Ada limón , lucky wreck
Publisher: Autumn House Press
2006, 88 pages, paperback, $14.95
ada limón’s first collection of poems, lucky wreck, creates a world where one can solve “the problem of the wind / with an orange.” In stating this, limón’s poems become a series of problems and solutions, that is, “peelings.” Limón’s speaker introduces this idea of ‘peeling’ in the poem “First Lunch with Relative Stranger Mister You” when she says, “What to do with the problem of the orange? / Let me tell you something Mister, / you’ve got to peel it.”
The book consists of four sections, and in the first section, the speaker introduces a complex continuum of desire and violence. “My fist is like a kiss. / I want a shirt that says, Kiss Me or I’ll Cut You. / I want to start every sentence with, / Let me tell you something, Mister.” Other poems, such as “The Lost Glove,” place an overt emphasis on the unnamed “you.” The speaker says, “Do not forget what I accuse you of, saying / do not forget that You are the you in this poem.”
The second section continues to evoke desire and violence, but the themes are more closely intertwined. “The Circus Folk Find Fault in Their Own Humanness” includes the lines, “Still, our finest failure, / our human parts uncovered and / raw like a tiger wound / we cannot find a reason to touch one another / without a gasping audience in the room.” Yet in “All Kinds of Shipwrecks,” subtle shift transpires when the speaker says, “[W]hat would I rather be: / the diver, or O lucky wreck to have been found?” Violence and desire remain, but they transition into the more personal tone of the third section.
In contrast to the other sections, “The Spider Web,” is the only one to use a distinguishable form, a crown of sonnets, and a more personal tone is affected through the introduction of a more intimate and domestic setting. Themes such as imprisonment and freedom introduced. While earlier poems have alluded to these themes, “The Spider Web” is especially interested in them. Yet the speaker is ambiguous about her desire for freedom. If I had my choice, I’d have a boat of my own, / The sails would be my skin, the bow my bones…I’d fly the flag and name her, Unmanned Woman.” The irony and ambiguity, of course, result from the speaker’s claim that she does not have a “choice.”

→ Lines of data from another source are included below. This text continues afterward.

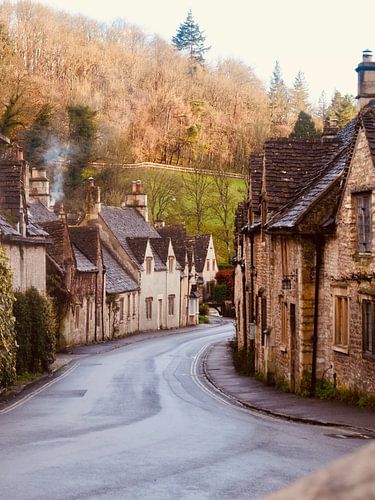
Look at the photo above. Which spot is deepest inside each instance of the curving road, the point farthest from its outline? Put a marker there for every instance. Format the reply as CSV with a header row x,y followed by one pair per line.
x,y
141,422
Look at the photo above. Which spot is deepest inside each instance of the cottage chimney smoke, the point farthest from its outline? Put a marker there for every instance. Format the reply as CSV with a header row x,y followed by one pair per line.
x,y
366,79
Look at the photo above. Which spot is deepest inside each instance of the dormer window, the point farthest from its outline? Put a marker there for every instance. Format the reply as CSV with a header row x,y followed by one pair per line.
x,y
171,264
364,221
148,265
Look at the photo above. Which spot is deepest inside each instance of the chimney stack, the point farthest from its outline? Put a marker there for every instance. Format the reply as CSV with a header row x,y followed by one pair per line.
x,y
366,79
137,199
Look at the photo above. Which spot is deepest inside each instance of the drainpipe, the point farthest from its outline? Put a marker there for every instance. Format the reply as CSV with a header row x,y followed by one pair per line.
x,y
319,244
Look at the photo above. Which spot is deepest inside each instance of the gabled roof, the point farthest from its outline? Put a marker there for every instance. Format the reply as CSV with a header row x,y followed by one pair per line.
x,y
126,223
86,239
117,279
329,172
39,213
177,234
138,246
84,265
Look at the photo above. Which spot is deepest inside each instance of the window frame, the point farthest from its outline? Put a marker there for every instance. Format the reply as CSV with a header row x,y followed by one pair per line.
x,y
363,214
341,322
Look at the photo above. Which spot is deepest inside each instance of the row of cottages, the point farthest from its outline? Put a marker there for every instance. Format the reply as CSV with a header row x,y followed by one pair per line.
x,y
160,274
24,242
305,266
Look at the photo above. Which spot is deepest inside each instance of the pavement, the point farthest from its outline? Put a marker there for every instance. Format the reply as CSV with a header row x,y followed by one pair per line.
x,y
258,396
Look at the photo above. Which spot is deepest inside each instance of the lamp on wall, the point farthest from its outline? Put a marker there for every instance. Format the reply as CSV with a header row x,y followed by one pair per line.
x,y
286,282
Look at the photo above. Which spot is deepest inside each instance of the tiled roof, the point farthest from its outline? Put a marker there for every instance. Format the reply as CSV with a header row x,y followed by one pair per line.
x,y
328,171
117,279
7,229
84,265
127,223
60,250
39,213
177,234
138,248
86,239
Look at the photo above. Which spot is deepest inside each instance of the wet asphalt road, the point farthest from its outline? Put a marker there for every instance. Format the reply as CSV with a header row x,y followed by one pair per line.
x,y
140,422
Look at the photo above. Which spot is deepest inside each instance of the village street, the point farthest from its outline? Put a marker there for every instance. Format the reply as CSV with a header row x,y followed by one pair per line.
x,y
141,422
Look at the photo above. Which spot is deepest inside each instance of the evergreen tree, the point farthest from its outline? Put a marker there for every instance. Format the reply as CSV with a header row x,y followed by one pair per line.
x,y
10,118
190,40
342,108
300,94
37,137
279,100
322,109
304,127
82,134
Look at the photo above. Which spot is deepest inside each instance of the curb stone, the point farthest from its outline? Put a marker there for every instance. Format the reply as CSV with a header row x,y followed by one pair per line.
x,y
279,415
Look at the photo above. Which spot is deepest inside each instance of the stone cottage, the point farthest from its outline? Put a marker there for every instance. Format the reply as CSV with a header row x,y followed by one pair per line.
x,y
24,241
304,286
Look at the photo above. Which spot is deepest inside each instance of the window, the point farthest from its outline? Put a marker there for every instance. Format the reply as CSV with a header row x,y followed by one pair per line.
x,y
171,264
284,323
129,304
122,307
368,327
263,317
171,305
148,265
363,210
134,297
341,320
149,308
76,316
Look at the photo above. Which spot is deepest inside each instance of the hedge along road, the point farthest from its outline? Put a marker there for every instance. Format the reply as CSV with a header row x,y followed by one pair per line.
x,y
141,422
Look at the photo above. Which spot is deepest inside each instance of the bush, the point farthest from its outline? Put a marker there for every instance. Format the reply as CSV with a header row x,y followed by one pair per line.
x,y
8,344
36,331
204,309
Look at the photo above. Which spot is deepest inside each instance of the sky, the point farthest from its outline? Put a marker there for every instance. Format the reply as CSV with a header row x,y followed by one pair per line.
x,y
322,38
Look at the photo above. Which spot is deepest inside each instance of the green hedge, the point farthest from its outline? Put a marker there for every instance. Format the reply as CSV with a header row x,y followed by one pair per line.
x,y
35,330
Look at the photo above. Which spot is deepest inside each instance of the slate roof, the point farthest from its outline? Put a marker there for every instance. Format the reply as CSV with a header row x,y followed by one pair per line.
x,y
117,279
39,213
84,265
126,223
60,250
177,234
86,239
7,229
328,171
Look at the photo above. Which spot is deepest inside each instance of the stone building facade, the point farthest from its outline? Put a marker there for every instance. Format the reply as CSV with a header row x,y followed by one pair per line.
x,y
304,282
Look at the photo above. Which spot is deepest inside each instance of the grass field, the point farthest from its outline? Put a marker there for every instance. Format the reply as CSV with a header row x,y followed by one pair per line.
x,y
177,212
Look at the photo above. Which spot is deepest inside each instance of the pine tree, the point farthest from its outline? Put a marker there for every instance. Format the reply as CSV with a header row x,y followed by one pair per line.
x,y
342,108
304,127
190,40
300,94
279,100
82,134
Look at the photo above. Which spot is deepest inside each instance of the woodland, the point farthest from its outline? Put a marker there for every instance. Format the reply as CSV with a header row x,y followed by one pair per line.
x,y
76,91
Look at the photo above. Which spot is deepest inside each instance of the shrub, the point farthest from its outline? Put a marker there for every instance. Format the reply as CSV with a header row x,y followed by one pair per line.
x,y
36,331
8,343
204,309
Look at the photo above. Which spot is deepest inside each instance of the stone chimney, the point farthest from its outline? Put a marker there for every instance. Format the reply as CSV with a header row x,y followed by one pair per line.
x,y
137,199
39,186
366,79
93,203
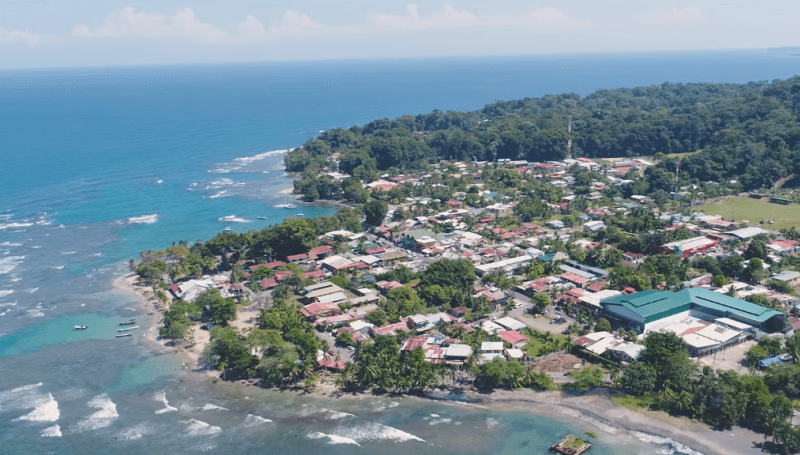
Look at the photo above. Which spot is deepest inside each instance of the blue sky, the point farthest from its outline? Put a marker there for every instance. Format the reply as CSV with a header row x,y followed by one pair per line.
x,y
97,33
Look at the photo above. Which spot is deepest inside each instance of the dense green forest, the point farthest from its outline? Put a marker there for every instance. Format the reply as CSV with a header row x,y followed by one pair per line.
x,y
748,132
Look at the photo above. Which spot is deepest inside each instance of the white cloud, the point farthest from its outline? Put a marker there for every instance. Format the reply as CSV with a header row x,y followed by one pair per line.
x,y
551,18
446,17
683,17
129,23
19,36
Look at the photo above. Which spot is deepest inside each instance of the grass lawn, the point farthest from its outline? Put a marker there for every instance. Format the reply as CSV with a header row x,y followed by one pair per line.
x,y
755,210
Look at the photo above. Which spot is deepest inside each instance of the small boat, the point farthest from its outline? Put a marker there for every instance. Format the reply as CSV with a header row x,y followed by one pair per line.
x,y
128,329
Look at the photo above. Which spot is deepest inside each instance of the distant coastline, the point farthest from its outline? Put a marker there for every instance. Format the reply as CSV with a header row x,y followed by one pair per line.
x,y
594,409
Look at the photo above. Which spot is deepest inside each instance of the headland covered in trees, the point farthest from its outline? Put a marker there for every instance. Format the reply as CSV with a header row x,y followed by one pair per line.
x,y
439,275
745,132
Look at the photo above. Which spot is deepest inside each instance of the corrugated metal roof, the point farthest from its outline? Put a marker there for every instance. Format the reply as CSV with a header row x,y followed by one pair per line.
x,y
651,304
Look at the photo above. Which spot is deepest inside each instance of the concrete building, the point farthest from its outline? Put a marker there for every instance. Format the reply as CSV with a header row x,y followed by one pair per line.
x,y
638,310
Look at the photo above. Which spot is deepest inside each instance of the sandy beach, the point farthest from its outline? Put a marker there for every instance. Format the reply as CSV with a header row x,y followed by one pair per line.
x,y
595,409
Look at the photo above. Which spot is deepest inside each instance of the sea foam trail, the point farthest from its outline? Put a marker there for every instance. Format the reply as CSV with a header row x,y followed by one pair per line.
x,y
672,445
199,428
104,417
376,431
253,421
161,397
9,263
332,439
213,407
144,219
46,411
51,432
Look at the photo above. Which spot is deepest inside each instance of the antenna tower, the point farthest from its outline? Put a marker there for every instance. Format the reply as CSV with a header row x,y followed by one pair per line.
x,y
569,137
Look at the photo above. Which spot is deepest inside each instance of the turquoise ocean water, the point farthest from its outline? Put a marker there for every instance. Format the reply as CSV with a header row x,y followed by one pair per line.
x,y
98,164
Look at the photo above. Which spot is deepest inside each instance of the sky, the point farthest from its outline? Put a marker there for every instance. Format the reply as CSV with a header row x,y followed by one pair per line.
x,y
68,33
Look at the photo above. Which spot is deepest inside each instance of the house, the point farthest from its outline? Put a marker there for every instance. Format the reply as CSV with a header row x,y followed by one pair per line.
x,y
787,276
457,353
514,338
491,350
457,312
510,323
320,252
316,275
297,257
317,310
636,258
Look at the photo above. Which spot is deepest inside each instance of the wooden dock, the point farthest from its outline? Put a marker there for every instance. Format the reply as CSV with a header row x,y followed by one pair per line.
x,y
571,445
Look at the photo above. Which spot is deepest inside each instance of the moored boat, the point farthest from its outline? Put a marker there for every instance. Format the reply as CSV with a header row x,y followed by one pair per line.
x,y
128,329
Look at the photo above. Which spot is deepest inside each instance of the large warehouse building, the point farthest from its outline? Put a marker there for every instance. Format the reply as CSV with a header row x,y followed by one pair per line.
x,y
639,310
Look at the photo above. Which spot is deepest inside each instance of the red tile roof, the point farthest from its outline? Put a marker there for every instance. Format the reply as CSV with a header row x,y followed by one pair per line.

The fourth section emphasizes the desire for movement and freedom. In “The Lessing Table,” everything – the table, the silverware, and even the conversation – becomes miniscule until the only possible action is to “pass” a note that says, “Make the train wheels lock. / Make the mobile stop. / Do something, do something.” However, it is the final poem, “Thirteen Feral Cats,” that creates a whole from the individual “parts” of the collection. In doing so, lucky wreck progresses from desire, violence, and ambiguity, to an acceptance and even a praise of “the walls / and all the parts of us they manage to hold so dearly.”